Social Action with Children and Families: A Community Development Approach to Child and Family Welfare

By Chris Warren; Crescy Cannan | Go to book overview

Chapter 8

Mechanisms for empowerment

Family group conferences and local family advocacy schemes

Jo Tunnard

INTRODUCTION

The Children Act 1989 challenged local authorities to identify and provide for the needs of children and their families, rather than focus on parental shortcomings. It requires a redirection away from targeted services for children at risk of abuse, towards universal provision of services aimed at reducing stress on families and the need for crisis intervention. It demands that children and their families play a greater part in planning for their future, and that services reflect the lessons learnt from consulting with the community about their needs.

For families, empowerment is best seen as both a process and a goal.
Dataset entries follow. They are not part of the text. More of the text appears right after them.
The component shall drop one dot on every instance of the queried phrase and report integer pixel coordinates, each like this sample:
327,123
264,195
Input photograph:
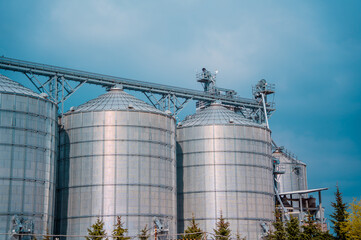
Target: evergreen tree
222,231
193,231
339,215
47,237
239,237
96,231
293,231
144,235
119,231
352,227
280,232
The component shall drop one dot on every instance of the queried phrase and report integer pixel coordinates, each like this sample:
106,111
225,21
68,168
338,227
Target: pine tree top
222,231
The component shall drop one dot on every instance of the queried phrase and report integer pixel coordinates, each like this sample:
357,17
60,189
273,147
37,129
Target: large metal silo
117,158
28,129
224,165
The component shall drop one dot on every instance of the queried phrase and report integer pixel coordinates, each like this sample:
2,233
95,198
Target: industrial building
117,155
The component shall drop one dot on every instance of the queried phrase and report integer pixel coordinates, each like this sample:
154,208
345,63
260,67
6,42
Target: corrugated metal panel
28,148
224,166
116,99
116,161
216,114
9,86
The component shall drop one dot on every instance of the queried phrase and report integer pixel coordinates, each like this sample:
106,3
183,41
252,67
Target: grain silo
224,164
28,130
117,158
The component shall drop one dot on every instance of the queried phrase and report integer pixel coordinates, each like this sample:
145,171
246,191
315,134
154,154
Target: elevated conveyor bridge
59,85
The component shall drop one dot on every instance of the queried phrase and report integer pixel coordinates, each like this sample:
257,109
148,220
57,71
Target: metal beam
65,74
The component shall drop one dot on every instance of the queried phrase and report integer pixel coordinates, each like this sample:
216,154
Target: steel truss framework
60,83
Changed practice in the wake of the 1989 Act should be characterised by people having the power to express their needs and deciding how those needs can best be met.
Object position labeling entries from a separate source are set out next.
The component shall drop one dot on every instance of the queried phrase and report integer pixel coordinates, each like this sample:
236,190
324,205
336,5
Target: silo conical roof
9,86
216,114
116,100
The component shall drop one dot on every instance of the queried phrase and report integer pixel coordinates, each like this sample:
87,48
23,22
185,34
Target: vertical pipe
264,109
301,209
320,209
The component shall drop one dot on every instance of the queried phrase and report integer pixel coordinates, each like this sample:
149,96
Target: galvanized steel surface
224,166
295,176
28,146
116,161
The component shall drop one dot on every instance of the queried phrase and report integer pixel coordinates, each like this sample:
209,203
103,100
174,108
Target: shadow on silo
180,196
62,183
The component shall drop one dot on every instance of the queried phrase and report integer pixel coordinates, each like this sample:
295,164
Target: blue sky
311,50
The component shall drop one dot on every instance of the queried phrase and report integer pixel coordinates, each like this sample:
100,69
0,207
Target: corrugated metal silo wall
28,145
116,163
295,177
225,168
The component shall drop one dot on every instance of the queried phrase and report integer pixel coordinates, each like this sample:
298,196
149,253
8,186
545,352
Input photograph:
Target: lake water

Some local authorities and voluntary agencies are making progress on both counts. This chapter describes two mechanisms for empowerment that have been developed under the auspices of the Family Rights Group (FRG), a national organisation with a long-standing reputation for promoting user participation in children and family services.

The first is the family group conference (FGC), an exciting concept introduced recently from New Zealand. The chapter describes its development and philosophy, its introduction to the UK, the results emerging from research studies, and how it works in practice.

The second model for empowerment is family advocacy. Family advocacy schemes provide a means of redressing the imbalance of power between statutory agencies and service users. The second part of the chapter describes the slow growth of advocacy in children and family work, the impetus provided by the new legislation, some examples of local work, and the essential elements for successful family advocacy schemes.